Week 9 — Input devices

Group assignment for this week is on the Chaihuo Week 9 group assignment page. The rest of this page is my individual work.

Individual assignment

I read a rotary encoder on the milled board from Week 6 and Week 8. The input device is a KY-040 module, driven by pcb_testing on the W9 INPUT page.

Assembled circuit

The encoder connects to the XIAO carrier over jumper wires, with an AMS1117 branch for 3.3 V power after the on-board rail was damaged during soldering.

Full bench wiring with XIAO board, encoder, LCD, and regulator
Powered bench stack with USB and module indicator LEDs

Wiring

Pin assignments come straight from pcb_testing.ino. The XIAO is powered over USB-C; encoder signals go to D1D3. Because the on-board 3.3 V pad was damaged in Week 8, the encoder’s + pin is fed from a separate AMS1117 branch — not from a GPIO.

KY-040 → XIAO (signals)

KY-040 pin XIAO pin In code
SW D1 PIN_SW — long press (2 s) switches mode
DT D2 PIN_DT
CLK D3 PIN_CLK
GND GND Common ground with XIAO and AMS1117

AMS1117 → KY-040 (power only)

The regulator exists because the PCB 3.3 V trace was lifted during soldering. Feeding the encoder from raw 5 V would also pull CLK/DT/SW highs to ~5 V and overstress the XIAO GPIOs.

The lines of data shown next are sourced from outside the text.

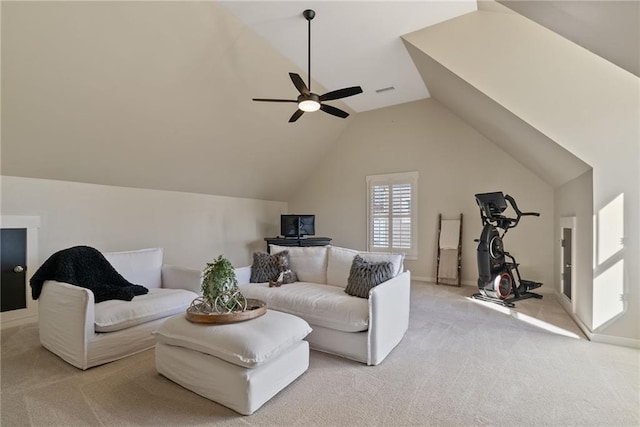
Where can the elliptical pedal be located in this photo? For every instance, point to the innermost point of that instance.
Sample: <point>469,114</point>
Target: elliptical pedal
<point>530,285</point>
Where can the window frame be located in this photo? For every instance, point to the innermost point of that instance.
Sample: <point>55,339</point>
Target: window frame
<point>410,178</point>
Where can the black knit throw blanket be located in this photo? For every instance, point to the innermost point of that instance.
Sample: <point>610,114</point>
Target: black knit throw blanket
<point>86,267</point>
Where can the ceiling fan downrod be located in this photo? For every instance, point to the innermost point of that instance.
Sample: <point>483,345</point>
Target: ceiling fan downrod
<point>309,14</point>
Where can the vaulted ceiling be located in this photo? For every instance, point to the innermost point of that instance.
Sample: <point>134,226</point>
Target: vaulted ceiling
<point>158,94</point>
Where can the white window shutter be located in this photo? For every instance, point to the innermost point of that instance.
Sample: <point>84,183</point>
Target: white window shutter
<point>392,213</point>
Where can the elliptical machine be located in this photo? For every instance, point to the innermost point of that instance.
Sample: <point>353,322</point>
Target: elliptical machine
<point>496,281</point>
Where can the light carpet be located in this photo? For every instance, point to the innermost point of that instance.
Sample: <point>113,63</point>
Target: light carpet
<point>461,363</point>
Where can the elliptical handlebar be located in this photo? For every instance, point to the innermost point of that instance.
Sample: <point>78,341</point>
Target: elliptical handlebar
<point>512,222</point>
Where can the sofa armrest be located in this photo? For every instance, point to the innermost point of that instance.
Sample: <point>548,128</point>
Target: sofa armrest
<point>243,275</point>
<point>66,321</point>
<point>174,277</point>
<point>388,316</point>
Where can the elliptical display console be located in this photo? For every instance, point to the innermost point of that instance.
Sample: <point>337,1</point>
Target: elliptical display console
<point>496,281</point>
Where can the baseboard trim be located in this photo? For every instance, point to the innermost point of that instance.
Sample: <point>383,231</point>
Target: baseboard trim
<point>592,336</point>
<point>433,280</point>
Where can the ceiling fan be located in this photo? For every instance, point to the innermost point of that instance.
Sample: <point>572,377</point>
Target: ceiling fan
<point>308,101</point>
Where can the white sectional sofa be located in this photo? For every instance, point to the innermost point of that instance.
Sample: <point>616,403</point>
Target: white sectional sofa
<point>361,329</point>
<point>87,334</point>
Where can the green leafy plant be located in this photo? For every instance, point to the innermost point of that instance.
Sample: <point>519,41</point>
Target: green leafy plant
<point>220,287</point>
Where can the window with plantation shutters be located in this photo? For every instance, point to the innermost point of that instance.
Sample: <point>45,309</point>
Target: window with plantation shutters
<point>392,213</point>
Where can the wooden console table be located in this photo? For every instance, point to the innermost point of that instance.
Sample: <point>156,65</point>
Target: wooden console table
<point>305,241</point>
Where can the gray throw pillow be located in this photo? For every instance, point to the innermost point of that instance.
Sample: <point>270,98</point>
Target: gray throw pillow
<point>266,268</point>
<point>365,275</point>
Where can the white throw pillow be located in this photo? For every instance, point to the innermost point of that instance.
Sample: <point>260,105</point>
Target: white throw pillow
<point>309,263</point>
<point>246,344</point>
<point>141,267</point>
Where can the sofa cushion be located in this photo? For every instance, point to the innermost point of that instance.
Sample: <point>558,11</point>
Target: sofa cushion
<point>115,315</point>
<point>309,263</point>
<point>142,267</point>
<point>339,261</point>
<point>366,275</point>
<point>246,344</point>
<point>318,304</point>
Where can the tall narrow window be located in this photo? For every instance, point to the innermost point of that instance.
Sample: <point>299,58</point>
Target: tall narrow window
<point>392,211</point>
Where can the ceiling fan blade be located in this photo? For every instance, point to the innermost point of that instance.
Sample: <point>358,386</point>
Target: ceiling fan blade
<point>296,116</point>
<point>341,93</point>
<point>274,100</point>
<point>334,111</point>
<point>299,83</point>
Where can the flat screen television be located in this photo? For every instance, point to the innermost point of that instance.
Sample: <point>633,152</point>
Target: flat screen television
<point>297,226</point>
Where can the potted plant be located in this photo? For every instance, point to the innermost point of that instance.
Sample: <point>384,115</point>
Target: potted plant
<point>220,287</point>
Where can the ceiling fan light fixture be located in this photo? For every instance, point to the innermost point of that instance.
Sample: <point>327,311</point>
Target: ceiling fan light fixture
<point>309,105</point>
<point>308,101</point>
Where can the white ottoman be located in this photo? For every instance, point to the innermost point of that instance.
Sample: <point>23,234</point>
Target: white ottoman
<point>239,365</point>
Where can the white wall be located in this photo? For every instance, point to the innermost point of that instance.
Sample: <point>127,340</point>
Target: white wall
<point>453,161</point>
<point>575,199</point>
<point>585,104</point>
<point>192,228</point>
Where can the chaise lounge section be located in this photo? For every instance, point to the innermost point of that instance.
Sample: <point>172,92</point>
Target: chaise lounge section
<point>362,329</point>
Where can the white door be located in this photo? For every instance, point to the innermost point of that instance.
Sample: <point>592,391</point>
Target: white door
<point>567,261</point>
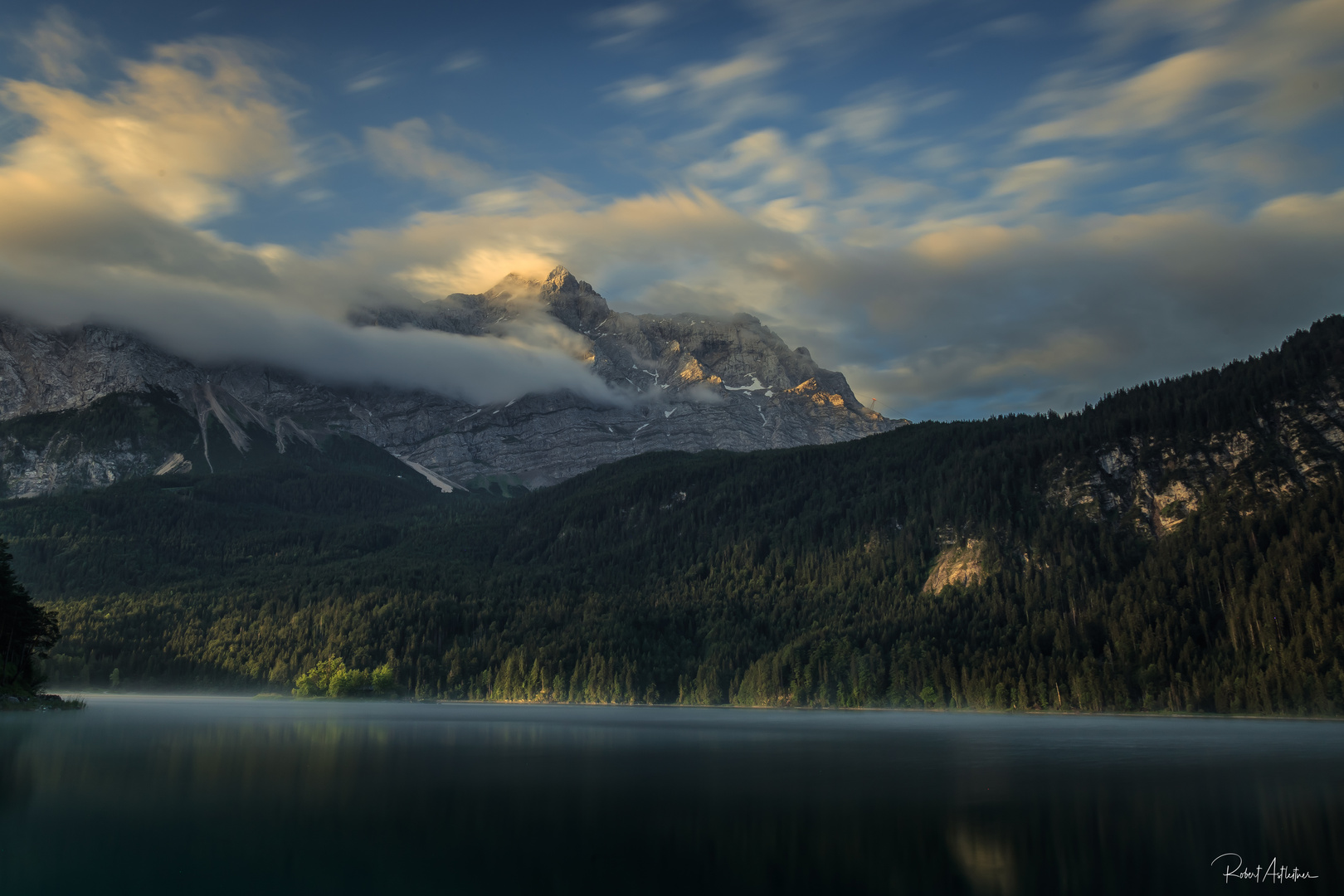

AMS1117 pin Connects to Notes
VIN 5 V (USB / bench) Bench 5 V rail
OUT KY-040 + Regulated 3.3 V — encoder outputs stay within MCU logic levels
GND Common GND Tied to XIAO GND and encoder GND

Learning the KY-040 rotary encoder

Before wiring I looked up how an incremental encoder behaves on GPIO. The module exposes quadrature signals CLK and DT plus a push switch SW. I used:

KY-040 rotary encoder module

Reference module photos (front and back) from the codingABI/KY040 library — the rear side shows R1–R3, the 10 kΩ pull-ups that tie CLK, DT, and SW to VCC. That is why powering the module at 5 V can produce 5 V-high outputs even when the MCU is 3.3 V.

KY-040 module front reference photo
KY-040 module back reference showing pull-up resistors

Power workaround: AMS1117 3.3 V module

During assembly I accidentally damaged the on-board 3.3 V trace (Week 8). With that rail unusable I powered the bench from 5 V, but the KY-040 module is often sold as a 5 V–tolerant board whose output highs can reach ~5 V on CLK/DT. The XIAO ESP32-S3 GPIOs are 3.3 V only and are not 5 V tolerant, so feeding 5 V encoder outputs directly would risk damaging the MCU.

The fix was an external AMS1117 3.3 V step-down module: 5 V in, regulated 3.3 V out to the encoder’s + pin only. CLK, DT, and SW still connect to the XIAO inputs, but now swing within 3.3 V logic levels. Common ground ties the regulator, encoder, and board together. The IC itself is an AMS1117 fixed 3.3 V LDO (Advanced Monolithic Systems); the blue breakout board adds input/output capacitors and a power LED around that three-pin regulator.

AMS1117 3.3V regulator module

How the firmware reads the encoder

Sketch pcb_testing.ino polls CLK and DT on every loop pass. When CLK changes state, the firmware compares it to DT to decide direction (+1 or −1) and updates an encoderSteps counter. On the W9 INPUT page the LCD prints the live CLK/DT/SW levels and that step count; serial logs mirror the same fields every 500 ms. The shaft switch uses a 35 ms debounce; a two-second hold cycles through sketch pages (W8 → W9 → W10 → W11).

W9 INPUT: live encoder readout

Hold the encoder switch for two seconds to step through sketch pages until the LCD shows W9 INPUT. The second line then tracks the KY-040 in real time:

Rotating the knob toggles C/D and steps d; pressing the shaft flips S. The clip below shows those fields updating on the LCD (audio removed).

Download Arduino sketch (pcb_testing.ino)

Reflection

Less about finding the perfect sensor than making a damaged production board still teach something. The AMS1117 workaround turned a soldering mistake into a clear lesson on level shifting; the encoder is simple on paper and harder on a hand-wired milled board.

The group probing session helped interpret what showed up on the LCD: quadrature as two time-offset square waves, and a logic analyzer catching missed edges that serial prints hide. I did not need an LA on my own bench to pass, but knowing what clean CLK/DT transitions look like helped when counts jumped on a loose jumper.